The Great Mutiny, as yet, has found neither its final historian, nor its sufficient poet. What other nation can show in its record such a cycle of heroism as that which lies in the history of the British in India between May 10, 1857—the date of the Meerut outbreak, and the true beginning of the Mutiny—and November 1, 1858, when the Queen’s proclamation officially marked its close? But the heroes in that great episode—the men of Lucknow, and Delhi, and Arrah, the men who marched and fought under Havelock, who held the Ridge at Delhi under Wilson, who stormed the Alumbagh under Clyde—though they could make history, could not write it. There are a hundred “Memoirs,” and “Journals,” and “Histories” of the great revolt, but the Mutiny still waits for its Thucydides and its Napier. Trevelyan’s “Cawnpore,” it is true, will hold its readers breathless with its fire, and movement, and graphic force; but it deals with only one picturesque and dreadful episode of the Great Mutiny. The “History of the Mutiny,” by Kaye and Malleson, is laborious, honest, accurate; but no one can pretend that it is very readable. It has Kinglake’s diffuseness without Kinglake’s literary charm. The work, too, is a sort of literary duet of a very controversial sort. Colonel Malleson, from the notes, continually contradicts Sir John Kaye in the text, and he does it with a bluntness, and a diligence, which have quite a humorous effect.

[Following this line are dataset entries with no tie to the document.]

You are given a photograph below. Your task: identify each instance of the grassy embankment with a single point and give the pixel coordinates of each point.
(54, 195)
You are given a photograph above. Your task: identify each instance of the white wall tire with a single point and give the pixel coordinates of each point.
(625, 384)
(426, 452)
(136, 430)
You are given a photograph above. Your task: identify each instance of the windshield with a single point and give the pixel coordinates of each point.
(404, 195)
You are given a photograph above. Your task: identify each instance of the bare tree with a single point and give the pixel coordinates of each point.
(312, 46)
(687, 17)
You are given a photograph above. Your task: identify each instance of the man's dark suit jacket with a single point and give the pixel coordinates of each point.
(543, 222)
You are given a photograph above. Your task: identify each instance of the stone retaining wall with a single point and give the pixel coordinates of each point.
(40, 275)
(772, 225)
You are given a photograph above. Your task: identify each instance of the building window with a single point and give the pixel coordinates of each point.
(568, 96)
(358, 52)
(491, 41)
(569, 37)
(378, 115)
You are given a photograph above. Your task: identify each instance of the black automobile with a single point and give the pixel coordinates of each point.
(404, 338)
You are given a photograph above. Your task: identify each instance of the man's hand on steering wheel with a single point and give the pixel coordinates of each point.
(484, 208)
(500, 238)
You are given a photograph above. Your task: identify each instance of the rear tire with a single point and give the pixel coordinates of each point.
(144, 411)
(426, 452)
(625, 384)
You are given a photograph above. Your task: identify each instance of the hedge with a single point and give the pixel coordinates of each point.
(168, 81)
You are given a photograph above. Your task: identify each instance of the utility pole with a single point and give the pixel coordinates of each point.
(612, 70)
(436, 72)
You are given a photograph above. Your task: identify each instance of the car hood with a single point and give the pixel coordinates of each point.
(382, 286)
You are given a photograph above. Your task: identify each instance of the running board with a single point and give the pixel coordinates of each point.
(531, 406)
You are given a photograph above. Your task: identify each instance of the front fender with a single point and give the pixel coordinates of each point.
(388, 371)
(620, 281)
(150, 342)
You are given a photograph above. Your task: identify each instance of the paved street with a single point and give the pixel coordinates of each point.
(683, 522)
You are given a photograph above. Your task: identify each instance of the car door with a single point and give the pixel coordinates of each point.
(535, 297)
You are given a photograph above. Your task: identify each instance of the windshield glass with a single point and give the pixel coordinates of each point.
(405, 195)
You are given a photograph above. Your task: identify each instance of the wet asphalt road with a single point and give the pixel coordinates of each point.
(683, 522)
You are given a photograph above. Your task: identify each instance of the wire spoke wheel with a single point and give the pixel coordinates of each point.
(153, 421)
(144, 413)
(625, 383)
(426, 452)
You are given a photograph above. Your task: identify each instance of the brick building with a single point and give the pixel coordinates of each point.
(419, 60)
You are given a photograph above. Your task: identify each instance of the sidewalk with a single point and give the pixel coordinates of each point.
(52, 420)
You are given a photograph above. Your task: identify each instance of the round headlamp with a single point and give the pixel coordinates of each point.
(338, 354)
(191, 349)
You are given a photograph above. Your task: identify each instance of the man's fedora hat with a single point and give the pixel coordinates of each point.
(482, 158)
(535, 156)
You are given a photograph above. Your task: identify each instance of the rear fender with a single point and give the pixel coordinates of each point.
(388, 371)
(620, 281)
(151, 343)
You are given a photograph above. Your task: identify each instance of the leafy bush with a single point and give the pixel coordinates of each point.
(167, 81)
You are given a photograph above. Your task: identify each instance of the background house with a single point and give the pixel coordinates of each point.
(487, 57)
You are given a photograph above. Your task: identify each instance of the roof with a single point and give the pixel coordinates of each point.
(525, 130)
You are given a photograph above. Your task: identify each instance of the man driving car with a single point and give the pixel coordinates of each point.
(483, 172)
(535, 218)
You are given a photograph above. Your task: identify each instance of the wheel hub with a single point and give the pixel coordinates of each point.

Not only is the Mutiny without an historian, but it remains without any finally convincing analysis of its causes. Justin McCarthy’s summary of the causes of the Mutiny, as given in his “History of Our Own Times,” is a typical example of wrong-headed judgment. Mr. McCarthy contemplates the Mutiny through the lens of his own politics, and almost regards it with complacency as a mere struggle for Home Rule! It was not a Mutiny, he says, like that at the Nore; it was a revolution, like that in France at the end of the eighteenth century. It was “a national and religious war,” a rising of the many races of India against the too oppressive Saxon. The native princes were in it as well as the native soldiers.

The plain facts of the case are fatal to that theory. The struggle was confined to one Presidency out of three. Only two dynastic princes—Nana Sahib and the Ranee of Jhansi—joined in the outbreak. The people in the country districts were passive; the British revenue, except over the actual field of strife, was regularly paid. If their own trained native soldiery turned against the British, other natives thronged in thousands to their flag. A hundred examples might be given where native loyalty and valour saved the situation for the English.